Back Again. Whatever.

Well.  We're back.  I say that with little to no celebration, since I'm currently in the middle of a pity-party for myself about living here.  It will pass (in a couple of years), and I'll be fine, but for today, I'm kinda grumpy.  Jacob must have been feeling this way last night because he was just such a Debbie Downer.  Around 8pm, he was like "I'm sick of watching tv, let's do something."  I went through everything I could think of--"We could go to Applebee's and get half price appetizers!"  Jacob: "No."  "We could put a movie on Netflix and watch that!"  Jacob:  "No."  "I could put a Top Gear on and we could watch that!"  Jacob:  "No."  "We could play Scrabble or some other game together on the iPad!"  Jacob:  "No."  "We could hand wash all of our dishes, even the clean ones!"  Jacob: "No."  So as you can see, it wasn't really the funnest night for me.  We ended up watching an episode of Top Gear, even though Jacob had initially turned that down, and I popped a couple bags of popcorn.  The British humor combined with the buttery treat seemed to do the trick, as I saw him smile almost three times, so I guess that's good.  We were both pretty exhausted from the day of traveling, and ended up going to bed at 10pm.  It's totally fine if you're jealous of what sounds like the greatest Saturday night ever.  Unfortunately, once we were in bed, Jacob's irritation returned, and as I was reading, he was complaining about the clock in our kitchen that he could hear ticking.  I got up and took the battery out, only to have Jacob immediately complain about Andy's placement in our bed, because it was wrinkling the sheets.  He was also frustrated because Andy was curled up against him, which was making him warm.  I tried to adjust Andy so that we could straighten the sheets, but Andy decided he'd had enough of us, and got up out of the bed and left.  I don't think anyone will be surprised to hear that Jacob immediately complained about how cold he was without Andy's body heat.  I offered to turn the heat on, but he turned that down, I think just so he could continue to complain.  A bit later, he got up to go to the bathroom, and when he came back, all he said was "Man, I'm really grumpy."  I agreed, and he said "Sorry about that."

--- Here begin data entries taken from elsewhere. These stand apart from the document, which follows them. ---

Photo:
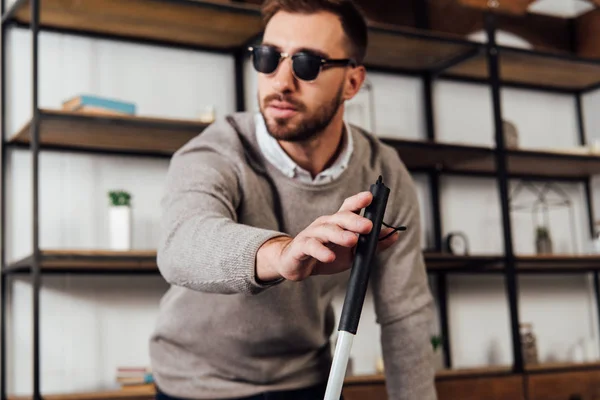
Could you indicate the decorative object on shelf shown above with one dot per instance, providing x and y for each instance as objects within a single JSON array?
[
  {"x": 207, "y": 115},
  {"x": 543, "y": 241},
  {"x": 546, "y": 195},
  {"x": 134, "y": 377},
  {"x": 438, "y": 354},
  {"x": 511, "y": 135},
  {"x": 515, "y": 7},
  {"x": 360, "y": 111},
  {"x": 594, "y": 147},
  {"x": 595, "y": 248},
  {"x": 379, "y": 366},
  {"x": 120, "y": 220},
  {"x": 456, "y": 243},
  {"x": 99, "y": 105},
  {"x": 528, "y": 344}
]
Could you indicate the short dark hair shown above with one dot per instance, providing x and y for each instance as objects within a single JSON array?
[{"x": 353, "y": 21}]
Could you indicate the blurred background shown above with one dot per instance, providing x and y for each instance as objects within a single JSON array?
[{"x": 492, "y": 105}]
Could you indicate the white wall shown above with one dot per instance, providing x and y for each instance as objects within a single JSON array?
[{"x": 81, "y": 347}]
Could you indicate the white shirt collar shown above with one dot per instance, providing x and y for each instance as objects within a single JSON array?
[{"x": 273, "y": 152}]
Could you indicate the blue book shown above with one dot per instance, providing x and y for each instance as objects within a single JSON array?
[{"x": 99, "y": 104}]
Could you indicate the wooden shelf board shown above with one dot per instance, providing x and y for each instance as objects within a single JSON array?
[
  {"x": 534, "y": 68},
  {"x": 552, "y": 163},
  {"x": 65, "y": 129},
  {"x": 562, "y": 366},
  {"x": 442, "y": 374},
  {"x": 440, "y": 262},
  {"x": 453, "y": 157},
  {"x": 202, "y": 23},
  {"x": 83, "y": 261},
  {"x": 403, "y": 48},
  {"x": 124, "y": 394},
  {"x": 558, "y": 263},
  {"x": 473, "y": 372},
  {"x": 420, "y": 154}
]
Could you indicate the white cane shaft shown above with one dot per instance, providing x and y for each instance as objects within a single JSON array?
[{"x": 339, "y": 365}]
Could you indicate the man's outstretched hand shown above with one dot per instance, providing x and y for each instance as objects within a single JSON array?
[{"x": 325, "y": 247}]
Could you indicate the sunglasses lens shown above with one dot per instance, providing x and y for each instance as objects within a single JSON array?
[
  {"x": 307, "y": 66},
  {"x": 265, "y": 59}
]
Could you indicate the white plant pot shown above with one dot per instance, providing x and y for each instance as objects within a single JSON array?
[{"x": 120, "y": 227}]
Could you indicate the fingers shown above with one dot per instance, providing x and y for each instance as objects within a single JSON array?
[
  {"x": 332, "y": 233},
  {"x": 387, "y": 242},
  {"x": 349, "y": 221},
  {"x": 357, "y": 202}
]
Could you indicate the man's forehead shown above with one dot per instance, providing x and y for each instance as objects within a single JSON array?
[{"x": 293, "y": 31}]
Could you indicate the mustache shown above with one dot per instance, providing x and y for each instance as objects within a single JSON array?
[{"x": 282, "y": 97}]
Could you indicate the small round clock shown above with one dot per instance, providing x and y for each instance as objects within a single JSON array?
[{"x": 456, "y": 243}]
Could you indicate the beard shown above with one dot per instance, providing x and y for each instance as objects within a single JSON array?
[{"x": 309, "y": 127}]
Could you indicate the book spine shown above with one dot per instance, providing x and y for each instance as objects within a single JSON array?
[{"x": 108, "y": 104}]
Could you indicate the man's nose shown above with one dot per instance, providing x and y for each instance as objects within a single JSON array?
[{"x": 284, "y": 79}]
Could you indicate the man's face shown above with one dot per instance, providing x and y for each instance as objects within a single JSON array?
[{"x": 296, "y": 110}]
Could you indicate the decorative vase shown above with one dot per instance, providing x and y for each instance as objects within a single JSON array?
[
  {"x": 528, "y": 344},
  {"x": 438, "y": 359},
  {"x": 120, "y": 227},
  {"x": 543, "y": 242}
]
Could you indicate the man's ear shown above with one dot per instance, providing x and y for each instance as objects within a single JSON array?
[{"x": 354, "y": 81}]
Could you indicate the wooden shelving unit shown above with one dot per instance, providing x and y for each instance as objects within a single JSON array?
[
  {"x": 124, "y": 394},
  {"x": 527, "y": 67},
  {"x": 561, "y": 366},
  {"x": 109, "y": 134},
  {"x": 89, "y": 261},
  {"x": 227, "y": 27},
  {"x": 448, "y": 263},
  {"x": 557, "y": 263},
  {"x": 208, "y": 24},
  {"x": 552, "y": 164},
  {"x": 420, "y": 154}
]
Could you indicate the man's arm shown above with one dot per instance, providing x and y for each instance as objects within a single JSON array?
[
  {"x": 202, "y": 246},
  {"x": 205, "y": 248},
  {"x": 403, "y": 301}
]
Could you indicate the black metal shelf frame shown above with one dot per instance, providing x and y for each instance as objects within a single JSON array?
[{"x": 492, "y": 51}]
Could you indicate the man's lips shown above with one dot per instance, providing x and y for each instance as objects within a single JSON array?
[{"x": 282, "y": 109}]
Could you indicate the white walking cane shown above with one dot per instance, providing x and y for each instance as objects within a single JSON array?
[{"x": 357, "y": 287}]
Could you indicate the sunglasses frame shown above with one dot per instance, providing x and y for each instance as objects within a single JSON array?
[{"x": 342, "y": 62}]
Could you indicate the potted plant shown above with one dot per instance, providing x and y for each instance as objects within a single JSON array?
[
  {"x": 438, "y": 356},
  {"x": 120, "y": 220},
  {"x": 543, "y": 242}
]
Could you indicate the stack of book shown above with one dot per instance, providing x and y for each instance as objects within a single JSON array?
[
  {"x": 134, "y": 377},
  {"x": 98, "y": 105}
]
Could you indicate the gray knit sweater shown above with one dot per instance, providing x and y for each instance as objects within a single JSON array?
[{"x": 221, "y": 334}]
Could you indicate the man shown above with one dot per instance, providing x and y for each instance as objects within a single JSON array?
[{"x": 261, "y": 215}]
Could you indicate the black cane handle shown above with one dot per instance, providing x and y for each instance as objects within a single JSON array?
[{"x": 361, "y": 267}]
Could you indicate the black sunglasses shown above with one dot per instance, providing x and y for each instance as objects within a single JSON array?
[{"x": 305, "y": 65}]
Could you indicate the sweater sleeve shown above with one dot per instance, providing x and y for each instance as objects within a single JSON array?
[
  {"x": 202, "y": 245},
  {"x": 403, "y": 301}
]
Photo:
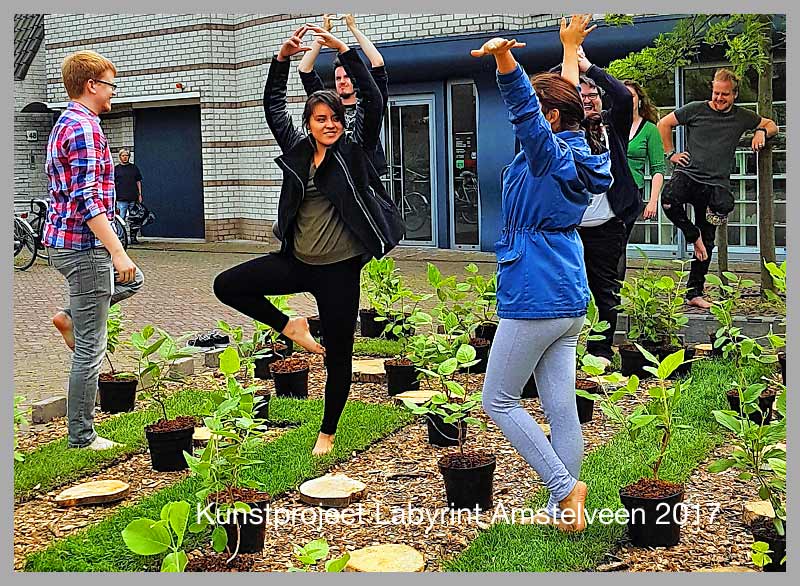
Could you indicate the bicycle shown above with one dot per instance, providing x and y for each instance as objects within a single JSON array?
[
  {"x": 24, "y": 243},
  {"x": 414, "y": 206}
]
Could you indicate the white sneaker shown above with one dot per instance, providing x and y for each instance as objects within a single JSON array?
[{"x": 101, "y": 443}]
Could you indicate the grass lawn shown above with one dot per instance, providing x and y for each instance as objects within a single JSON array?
[
  {"x": 287, "y": 463},
  {"x": 526, "y": 548}
]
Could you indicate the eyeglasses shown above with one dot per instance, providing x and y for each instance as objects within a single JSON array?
[{"x": 113, "y": 86}]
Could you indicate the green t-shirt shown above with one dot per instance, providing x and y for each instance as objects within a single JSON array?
[
  {"x": 320, "y": 235},
  {"x": 644, "y": 147},
  {"x": 711, "y": 139}
]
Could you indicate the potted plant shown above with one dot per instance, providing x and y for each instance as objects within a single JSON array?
[
  {"x": 468, "y": 476},
  {"x": 586, "y": 389},
  {"x": 778, "y": 341},
  {"x": 117, "y": 389},
  {"x": 167, "y": 438},
  {"x": 484, "y": 303},
  {"x": 653, "y": 504},
  {"x": 379, "y": 282},
  {"x": 236, "y": 500},
  {"x": 402, "y": 321},
  {"x": 759, "y": 454},
  {"x": 249, "y": 353},
  {"x": 456, "y": 299},
  {"x": 654, "y": 305}
]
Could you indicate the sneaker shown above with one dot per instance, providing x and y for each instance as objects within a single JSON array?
[{"x": 101, "y": 443}]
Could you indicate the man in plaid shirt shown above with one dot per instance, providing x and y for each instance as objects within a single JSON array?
[{"x": 84, "y": 247}]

Yesterday, when we got back in town, I decided I wanted to see if Herbergers had any good sales still going.  I didn't get to do any Black Friday shopping since no one would take me (HUNTER), so I was really needing to scratch the shopping itch I had.  When I got to Herbergers, I realized that all their good deals were Friday only, which was a pretty big bummer, but I did stumble across a purse on clearance that I have had my eyes on for MONTHS. 
 
I had a coupon that took an additional 15% of the clearance price, and I told myself I needed to look for gifts for Jacob before I bought myself anything.  The minute I put it down, some hussy came over and picked it up and started looking at it.  At that moment, I was positive I'd made a huge mistake in putting it down.
I was so tempted to just walk over and take it out of her hands and tell her it's not the bag for her.  Honey, I think they make better bags to coordinate with your lilac Eeyore sweatshirt and seven year old Reebok's.  I know I sound judgemental, but guess what?  I DON'T CARE.  That purse was MEANT for me, dang it.  In the end, I hovered around her long enough to see that she dropped the Fossil bag for some disgusting monstrosity that was woven and had American flags on it.  After doing some shopping for Jacob, (and remembering that he'd already bought me a Coach purse for Christmas), I decided I shouldn't spend the money on the Fossil.  I have regretted that decision since the second I walked out that store.  I promise you this--if I get a call this week, saying I got that job at the hospital, the very first thing I'm doing is going to Herbergers and getting that purse.  The bummer is the 15% coupon won't be valid anymore, but it will still be worth it. 

Okay now that it's getting to be super cold, I am in desperate need of some good warm recipes.  I made chicken pot pie last week, and it was pretty good, but I need more.  More soups, more casseroles, anything that will be really warm and comforting.  This week I'm making a few baked pastas and shepherds pie, but I really don't want to make the same things all winter, because I get tired of stuff so quickly.  Suggestions???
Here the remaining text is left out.